Il dibattito sull’articolo 8 può essere, in questa strana e particolare campagna elettorale, un incentivo per aprire un discorso pubblico su “il sindacato che vorremmo” nel terzo millennio. Le novità introdotte dall’art. 8 nel DL 138/2011 rappresentano, infatti, il tentativo di scardinare, recependo e facendo proprie le migliori esperienze di partecipazione, realizzatesi dentro i luoghi di lavoro con l’accordo di imprenditori e lavoratori, un modo ideologico, superato e, per molti aspetti, conservatore di intendere e vivere l’esperienza sindacale.
Chi chiede l’abrogazione di questa previsione normativa, estremamente innovativa per l’Italia, sembra, quindi, non essersi accorto di come sia profondamente cambiato, rispetto a solo un paio di decenni fa, il modo di produrre e fare impresa e come il nostro Paese si caratterizzi, da troppo tempo, per bassissimi tassi di produttività non più sostenibili e accettabili per un moderno sistema produttivo.
In questo contesto, il dibattito sull’articolo 8 stimola una riflessione ulteriore e più complessiva su cosa significhi, oggi, fare azione sindacale e rappresentanza, come si possa delineare un moderno modello di democrazia partecipata e come si dispiega, in questo difficile momento economico, un’azione di Governo autenticamente riformista e riformatrice. Il tema incoraggia certamente una discussione che dovrebbe stimolare le Parti sociali nel far emergere tutta la ricchezza, la varietà e la pluralità delle posizioni che su queste tematiche le caratterizzano.

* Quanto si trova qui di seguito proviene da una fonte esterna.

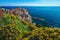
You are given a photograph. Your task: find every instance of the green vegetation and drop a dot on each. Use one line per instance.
(12, 28)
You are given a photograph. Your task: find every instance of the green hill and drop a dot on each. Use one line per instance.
(13, 28)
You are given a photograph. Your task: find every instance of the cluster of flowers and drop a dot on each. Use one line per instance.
(12, 28)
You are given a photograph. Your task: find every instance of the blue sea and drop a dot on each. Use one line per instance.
(51, 14)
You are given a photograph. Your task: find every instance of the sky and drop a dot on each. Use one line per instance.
(29, 2)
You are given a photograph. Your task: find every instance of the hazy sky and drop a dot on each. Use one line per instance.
(29, 2)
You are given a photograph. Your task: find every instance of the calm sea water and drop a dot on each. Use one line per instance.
(51, 14)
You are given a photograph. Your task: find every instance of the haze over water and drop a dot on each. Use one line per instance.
(49, 13)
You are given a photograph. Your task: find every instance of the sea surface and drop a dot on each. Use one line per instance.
(51, 14)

Ci si auspica, infatti, che nei prossimi mesi l’associazionismo sindacale si muova in una logica di maggiore ascolto che lo aiuti a tornare in sintonia con il tessuto produttivo e con i lavoratori rispetto ai quali, troppo spesso, sembra manifestarsi, anche in un periodo come quello che stiamo vivendo, un incomprensibile distacco. A titolo meramente esemplificativo, si pensi alla difficoltà per i sindacati di confrontarsi con le giovani generazioni che, in questo momento difficile per l’economia globale, si stanno affacciando per la prima volta nel mercato del lavoro. Viene da chiedersi se i sindacati tradizionali siano sempre in grado di parlare a questi ragazzi, aiutarli e supportarli in scelte cruciali per il loro avvenire e, soprattutto, dare rappresentanza alle loro istanze, alle loro speranze e alla loro fame e voglia di futuro.
Sono queste le domande che, probabilmente, un sindacato moderno dovrebbe farsi nell’affrontare le sfide del presente volendo ancora incidere e contribuire alla modernizzazione del Paese. L’unica alternativa che ha di fronte è, infatti, quella di diventare una nuova “casta” incapace di svolgere la propria missione nella società del terzo millennio e strenua sostenitrice dei diritti degli “insider” e di chi ormai, per raggiunti limiti di età, è già uscito dal mercato del lavoro.
In questo quadro si pensi a quanto le Parti sociali potrebbero fare, a partire dal territorio e dalla loro presenza attiva e collaborativa nelle imprese, per favorire modalità più moderne e partecipate che aiutino l’inserimento/reinserimento delle donne, dei giovani e dei lavoratori espulsi dai processi produttivi a causa delle recenti crisi aziendali/occupazionali. Si rifletta, inoltre, sulle opportunità che potrebbero avere di fronte, in questa prospettiva, sindacati moderni in grado di farsi promotori di modelli innovativi di welfare aziendale con particolare attenzione, a titolo esemplificativo, alle politiche di conciliazione tra il lavoro e gli obblighi familiari.
Una scommessa, in questo quadro, particolarmente stimolante è quella legata al tema dell’occupazione giovanile e della valorizzazione dell’apprendistato. Viene infatti da chiedersi se sindacati e associazioni datoriali credano veramente in quest’istituto che può rappresentare per molti giovani un’occasione unica per entrare da protagonisti nel mercato del lavoro. Modelli innovativi di partecipazione come quelli delineati dall’articolo 8 potrebbero certamente prevedere, anche in questo caso, specifiche azioni di promozione a partire dai luoghi del lavoro.
Questi semplici esempi servono a sottolineare come le grandi sfide della società globale e della grande crisi di inizio secolo, come sembra ricordarci anche il legislatore con l’approvazione dell’articolo 8, non si vincono solamente puntando su grandi riforme organiche, ma, prima di tutto, valorizzando la capacità dei lavoratori e degli imprenditori di cooperare e contribuire, anche attraverso la sottoscrizione di innovativi accordi in coerenza con quella prospettiva che il DL 138 del 2011 apre nell’ordinamento italiano, al rilancio del sistema produttivo e alla ripresa della nostra economia.